I took a break from the daily post last week, and it’s good to be back! Last week we visited Dover Castle. If you haven’t been, I highly recommend it. On one site you can see a Roman lighthouse, a Saxon church, a 12th century castle, tunnels built during the Napoleonic Wars, a WW1 dressing station (in a tunnel) and the tunnels where Operation Dynamo (the WW2 evacuation from Dunkirk) was planned and overseen. On one site!
Before Dover, my daughter was ill and it feels like this week we are finally returning to normal life. Here’s what that looked like today.
My daughter finished reading Florence Nightingale and my son read more Viking myths in bed this morning.

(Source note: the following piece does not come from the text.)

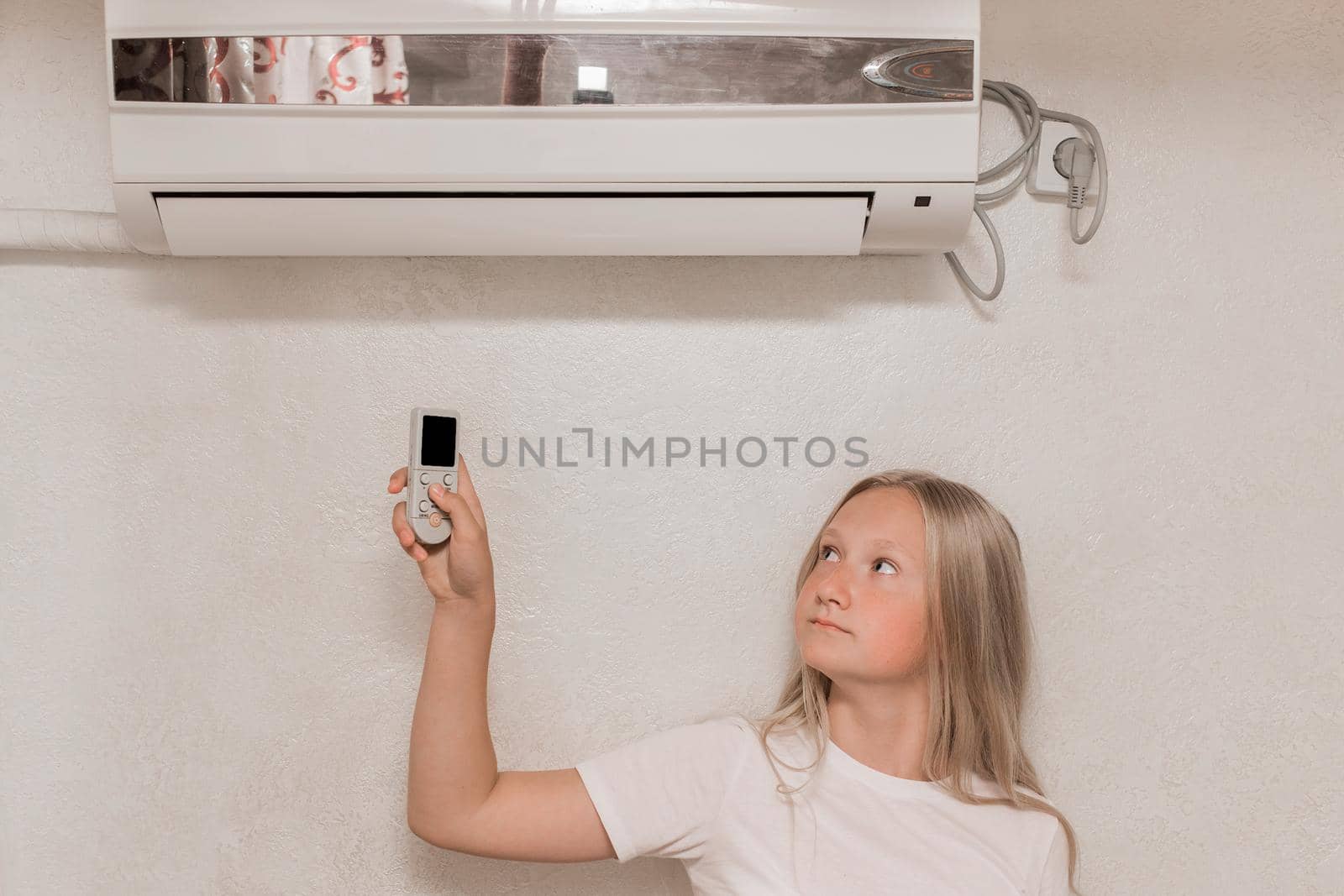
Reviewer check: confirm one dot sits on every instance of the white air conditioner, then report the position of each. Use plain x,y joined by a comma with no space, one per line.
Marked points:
544,128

They were both keen to tell me about their books so I seized the opportunity to create a reading record, writing down my son’s narration for him. I was inspired in this by Susan Wise-Bauer’s book The Well-Trained Mind. But the book doesn’t explain what to do when a child takes great exception to the mere suggestion of a reading record, so at the moment my daughter doesn’t have one.

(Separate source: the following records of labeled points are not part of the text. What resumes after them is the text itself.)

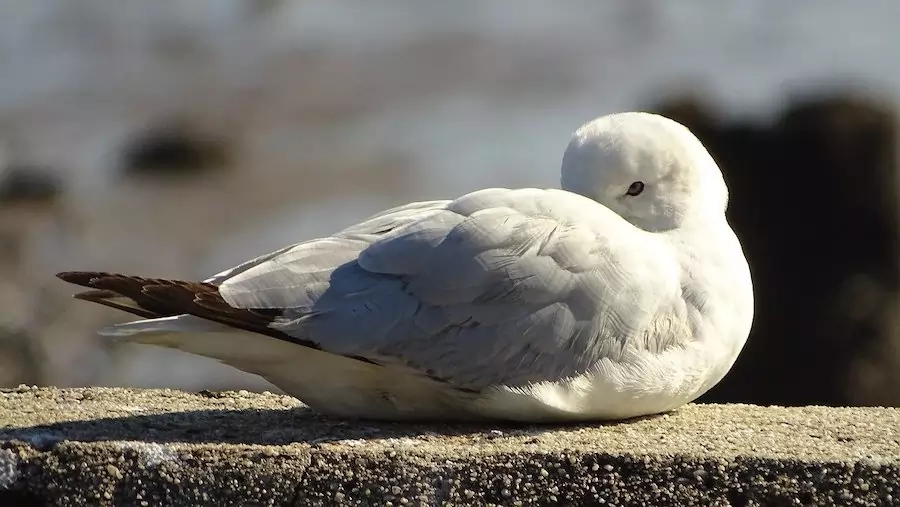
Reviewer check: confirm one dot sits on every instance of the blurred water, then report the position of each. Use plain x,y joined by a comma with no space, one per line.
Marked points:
429,99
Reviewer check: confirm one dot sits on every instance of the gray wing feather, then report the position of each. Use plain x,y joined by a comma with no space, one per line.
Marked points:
498,287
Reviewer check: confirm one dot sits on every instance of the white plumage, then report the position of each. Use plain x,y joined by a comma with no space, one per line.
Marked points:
622,294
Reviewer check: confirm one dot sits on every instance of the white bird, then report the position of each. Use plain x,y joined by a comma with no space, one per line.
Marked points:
625,293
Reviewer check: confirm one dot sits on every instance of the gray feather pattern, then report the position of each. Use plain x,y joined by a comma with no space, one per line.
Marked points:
497,287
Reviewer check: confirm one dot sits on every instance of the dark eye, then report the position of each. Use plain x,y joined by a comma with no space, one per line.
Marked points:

My daughter wrote a quick thank-you note on a postcard.
My son made a ramp to race his cars down, and by happy coincidence my daughter and I were working on an experiment from her Curiosity Box which also involved ramps. The experiment involved rolling coins down a ramp and seeing which coins were ‘trapped’ by a magnet. We had to adjust the angle of the slope so the coins rolled slowly enough for the magnet to catch them. We counted money and identified which metal used in the coins was magnetic. Then she counted up all her pocket money and I showed her how to group it into pounds so she didn’t have to hold the running total in her head.

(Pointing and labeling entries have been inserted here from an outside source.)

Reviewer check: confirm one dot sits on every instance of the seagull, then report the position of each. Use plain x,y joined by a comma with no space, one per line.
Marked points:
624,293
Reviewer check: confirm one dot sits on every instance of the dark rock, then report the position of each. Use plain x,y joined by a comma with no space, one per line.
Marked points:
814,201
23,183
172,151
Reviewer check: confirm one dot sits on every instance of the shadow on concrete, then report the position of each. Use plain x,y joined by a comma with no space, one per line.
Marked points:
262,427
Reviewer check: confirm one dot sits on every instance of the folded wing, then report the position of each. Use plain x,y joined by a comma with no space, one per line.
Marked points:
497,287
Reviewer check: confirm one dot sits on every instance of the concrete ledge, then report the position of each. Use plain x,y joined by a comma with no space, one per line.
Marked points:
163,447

While we finished this my son took down our map of Europe jigsaw puzzle and completed it a few times.
We watched this video explaining the flow of sediment in the Irrawaddy River, and then found Myanmar on the world map (and the river too!). The children noticed that New Zealand appears on the world map twice, so we discussed the challenges of making a 3D sphere into a 2D rectangular map.
We stuck various new labels onto our timeline, largely connected to Dover Castle. The section from 1700 onwards is rather crowded, and the timeline starts at 1AD which frustrates the children when they want to add something earlier, and so we hit on the idea of each child having a ring binder folder that they can add whatever they want to. They were so keen on this that we went straight to the shops, bought the folders, came home and started filling in pages. Each child chose to start with the Big Bang and then added various eclectic events of their choosing. I scribed for my son and my daughter did her own.
At lunch I read another of the French books from our One Third Stories subscription.
My daughter completed the first section of her new handwriting workbook, which I am hoping to introduce as a daily habit.
We did a cherry taste comparison, comparing two types of cherry from the market with the cherries on the tree in our garden. We each had a chart which we filled in with marks out of ten. This involved much staining of fingers (and clothes…), juicy chins, and delight. I highly recommend it.
My daughter then chose to sew a cherry bag and was thrilled to find that two rows of running stitch could produce a serviceable envelope-style pouch. Followed by picking more cherries in the garden while thunder cracked all around us. I explained that thunder is the sound of air being heated very fast by a lightning bolt. (The cherries aren’t really ripe, the cherry tree is one cultivated for blossom not tasty fruit, and we live in a busy city with busy city air. None of these things matter to the children as they gorge on cherries straight from the tree. Also here is a cherry poem I love, The Woman Who Turned Down a Date with a Cherry Farmer.)
At tea we talked some more about iron (the metal in some coins which makes them magnetic) using this book and these infographics. I also started reading Roman Britain (inspired by the Roman lighthouse at Dover, and with plans to attempt a slow but chronological study of British history).
Bedtime stories: Gobbolino the Witch’s Cat, The Thieves of Ostia, and Illustrated Norse Myths
Hi, thank you for recording your home ed days and sharing them with us. Much appreciated. I have a question about your son. You mention he is only 5 and does indenpendent reading learning about history (Vikings). Could be please share about how he (you as a family) got to that place? Did he read out loud for you initially? And if so, what did the transition to independent reading look like?